Director: Alexander Nanau
MPAA Rating NR
Run Time: 93 min.
Romanian documentary Toto and His Sisters (Toto si surorile lui) is a great example of how fact can be far more captivating than fiction.
Writer/director Alexander Nanau takes an unflinching look on the lives of three siblings – Ana-Maria (17), Andreea Violeta (14) and Toto (10) – who must take care of themselves and each other amid an abysmal, poverty-stricken, drug-riddled environment. With absent fathers and an imprisoned mother, the trio must find ways to feed and clothe themselves, get an education and avoid becoming pulled into the treacherous grip of heroin addiction, continuously looming over them.
Gaining extraordinary access to the siblings’ home, school, orphanage and somehow even a courtroom and a jail, Nanau manages to pull off an incredibly intimate, yet respectful, storytelling of a year in the children’s lives – occasionally through their own cinematography – that profiles the ever-optimistic, yet tortured, Ana; the street-smart and cautious Andreea; and the breakdance-loving Toto. What emerges is an astonishing, but important, look at their struggles with illiteracy, neglect and hunger, as well as the adults who try hard to help look after them in the best way that they know how.
Interwoven with the footage shot by the documentarians is home-video footage shot by the children, documenting their own lives, often in a confessional style. They are aware that their lives are different from other children their age and that better conditions are possible, but in order to pull themselves out of their toxic, dead-end environment, they must make extremely hard, emotional choices that require maturity far beyond their years.

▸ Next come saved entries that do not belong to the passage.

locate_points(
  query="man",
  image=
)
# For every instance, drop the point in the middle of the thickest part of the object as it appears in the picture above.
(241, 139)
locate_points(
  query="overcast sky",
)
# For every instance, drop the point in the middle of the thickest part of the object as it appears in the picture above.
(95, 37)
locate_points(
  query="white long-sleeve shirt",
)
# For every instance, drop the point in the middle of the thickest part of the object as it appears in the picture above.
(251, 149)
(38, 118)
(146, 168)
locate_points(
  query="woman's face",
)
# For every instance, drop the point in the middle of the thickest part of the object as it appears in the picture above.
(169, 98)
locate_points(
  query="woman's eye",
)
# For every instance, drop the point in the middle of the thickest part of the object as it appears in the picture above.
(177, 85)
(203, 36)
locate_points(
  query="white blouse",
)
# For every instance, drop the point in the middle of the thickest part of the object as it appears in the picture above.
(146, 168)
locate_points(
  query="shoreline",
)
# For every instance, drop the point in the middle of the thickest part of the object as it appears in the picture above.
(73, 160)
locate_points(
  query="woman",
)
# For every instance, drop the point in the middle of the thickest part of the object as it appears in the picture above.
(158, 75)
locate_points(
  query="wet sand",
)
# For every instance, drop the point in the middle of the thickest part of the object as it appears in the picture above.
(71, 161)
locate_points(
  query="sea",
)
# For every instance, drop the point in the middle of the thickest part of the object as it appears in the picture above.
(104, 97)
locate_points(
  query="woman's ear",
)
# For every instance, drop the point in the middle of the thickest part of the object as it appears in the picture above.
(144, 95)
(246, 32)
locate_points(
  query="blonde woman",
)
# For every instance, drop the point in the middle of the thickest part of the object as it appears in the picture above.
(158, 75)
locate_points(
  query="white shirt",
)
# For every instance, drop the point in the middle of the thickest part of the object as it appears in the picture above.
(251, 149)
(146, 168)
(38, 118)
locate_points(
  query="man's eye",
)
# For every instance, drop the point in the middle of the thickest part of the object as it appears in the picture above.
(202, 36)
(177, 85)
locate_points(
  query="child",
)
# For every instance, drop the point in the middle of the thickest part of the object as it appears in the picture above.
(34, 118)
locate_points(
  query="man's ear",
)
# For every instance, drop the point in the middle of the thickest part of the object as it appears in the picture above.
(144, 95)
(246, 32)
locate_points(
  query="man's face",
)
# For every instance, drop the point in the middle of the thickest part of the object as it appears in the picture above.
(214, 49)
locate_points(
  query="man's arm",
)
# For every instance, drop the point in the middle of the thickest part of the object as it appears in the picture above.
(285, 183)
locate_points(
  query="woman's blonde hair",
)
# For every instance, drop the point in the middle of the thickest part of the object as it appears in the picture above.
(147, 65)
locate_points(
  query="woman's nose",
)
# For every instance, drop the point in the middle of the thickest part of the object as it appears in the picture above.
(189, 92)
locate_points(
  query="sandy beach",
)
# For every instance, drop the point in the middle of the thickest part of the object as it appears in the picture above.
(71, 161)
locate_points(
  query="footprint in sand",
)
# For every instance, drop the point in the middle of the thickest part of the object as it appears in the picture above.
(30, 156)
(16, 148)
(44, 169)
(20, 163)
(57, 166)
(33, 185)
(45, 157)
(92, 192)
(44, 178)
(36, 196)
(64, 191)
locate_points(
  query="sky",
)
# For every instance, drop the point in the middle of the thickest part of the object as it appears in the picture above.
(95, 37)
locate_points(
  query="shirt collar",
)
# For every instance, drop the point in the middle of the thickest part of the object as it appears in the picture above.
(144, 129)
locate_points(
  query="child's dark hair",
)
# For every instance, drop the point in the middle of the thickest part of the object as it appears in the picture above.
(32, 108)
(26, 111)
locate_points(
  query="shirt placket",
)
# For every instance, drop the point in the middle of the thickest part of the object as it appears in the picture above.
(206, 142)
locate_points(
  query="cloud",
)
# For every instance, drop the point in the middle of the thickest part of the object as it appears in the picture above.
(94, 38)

The gravity of their situation is near unimaginable, and it is almost impossible to explain the dire circumstances in which these children have been left by their family. This is perhaps epitomized by two jaw-dropping scenes: one that shows the family building a makeshift stove out of a cinderblock just to warm their dinner (as junkies come and go) and one that shows the putrid, true-to-life drug den that their home ultimately becomes.
Yet there are just as many inspirational and heart-warming scenes to love, most especially those that show Toto’s complete and utter amazement watching a group of breakdancers and, later, how hard he works to learn to dance as they do. The resiliency of Andreea and Toto in particular give viewers a sense that they will overcome their respective bleak paths and thrive with the help of their community, as long as they can avoid the fates of their mother and sister.
This is easily one of the best documentaries I have seen in recent memory and deserves recognition for both its groundbreaking subject matter and its approach to filming.